How we built end-to-end analytics and tamed business requirements

Hello! This is Daniil, a data engineer at iSpring. We have been creating tools for corporate training for 23 years. In this article, I will tell you how and why we decided to implement end-to-end analytics in the company, what difficulties we encountered, and how we overcame business requirements.

End-to-end analytics touches engineering, marketing, and analytics, so I've put together a small glossary of terms that I'll use in the article. It will help you immediately understand the meaning of special words and not get distracted by searching for them while reading.

Glossary

End-to-end analytics is a method of analyzing marketing effectiveness by collecting data on the customer's interaction with the business. It allows you to build a chain of events that the customer has completed from the moment of first contact to purchase, so that you can understand what path the customer took and what prompted him to make a purchase.
An attribution model is a method of distributing conversion weights according to a given algorithm across a set of events. Conversion determines how valuable a specific event was for achieving a goal. For example, how much a visit to a website page influenced the decision to purchase a product.
A site visit (Visit) is one of the events in end-to-end analytics that reflects a visit to a web page.
Visitor log is the entire history of user visits to website pages.
Lead is a potential client who has left their contact information.
Lead Event — an event that a potential client performs. It results in a lead. For example, contacting an online chat, sending a request for a trial version of a product, calling a sales manager, etc.
Trial is a trial version of a product with limited functionality and period of use.
Data Warehouse (DWH) is a centralized data storage system that collects information from various source systems.
Data Mart is a subset of information in a data warehouse that describes a specific subject area.

What is included in end-to-end analytics

End-to-end analytics is a system that collects and combines data from different sources, such as CRM, advertising accounts, website visit trackers, and other internal and external systems. It helps not only track the customer's path to purchase, but also understand which channels and touchpoints work most effectively in order to better manage the budget and increase conversion.
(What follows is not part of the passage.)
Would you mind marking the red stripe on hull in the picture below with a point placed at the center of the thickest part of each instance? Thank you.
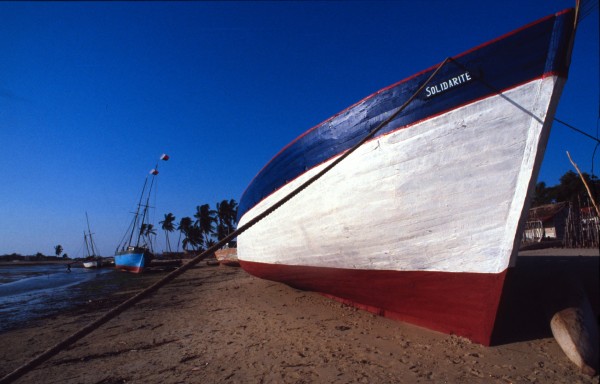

The key to end-to-end analytics is to correctly build a chain of events and calculate attribution. In addition to online events, such as clicks on a website, offline activities (such as calls or meetings) must be taken into account. To do this, data from these activities must be digitized to reflect events along the customer’s journey.

To store and process such data, a high-quality data warehouse (DWH) is required, which collects information from various data sources and ensures high speed of query processing. Our company already had such a data warehouse.

How iSpring Analyzed Performance Before End-to-End Analytics

Before DWH and end-to-end analytics, marketing analysis was based on Google Analytics, Yandex Metrica, and the history of website visits collected by the tracker we wrote. All this diversity had a big problem: three sources of truth about the same thing, which show approximately the same dynamics. The data from our own tracker could theoretically be linked to other types of events, since almost all the necessary information was stored in our CRM system. But a direct SQL query to the CRM turned out to be very heavy. The database had difficulty executing this query or did not execute it at all. Therefore, we abandoned the idea of building end-to-end analytics without DWH.

At this stage, we limited ourselves to analytics on the first touch (First Click attribution model). This model evaluates the effectiveness of events when a customer gets acquainted with a product, and ignores all other events. The disadvantage of this model is that we do not evaluate events that occurred in the middle and at the end of the customer’s journey, and therefore we cannot say anything about their effectiveness (what attribution models exist, you can see Here). Plus, for the model we used, we did not break down the chain of all customer events into conversion units, which means that all conversion went to the very first event that started the customer's journey. This is the imperfection of the model. Let's look at an example of how it looked:

The picture shows the customer's path, which included various site visits, lead events and three payments. The first entry of the customer was from the direct channel: the person pasted the link to the page into the search bar. The second time, he entered the site from advertising (cpc), took a trial version of the product (trial) and after some time made a purchase (payment 1). The company received the money, but the entire contribution to attracting the client (100%) was attributed to the direct channel. Marketers are unhappy, since the statistics ignored the contribution of advertising, CPC (Cost Per Click) channel.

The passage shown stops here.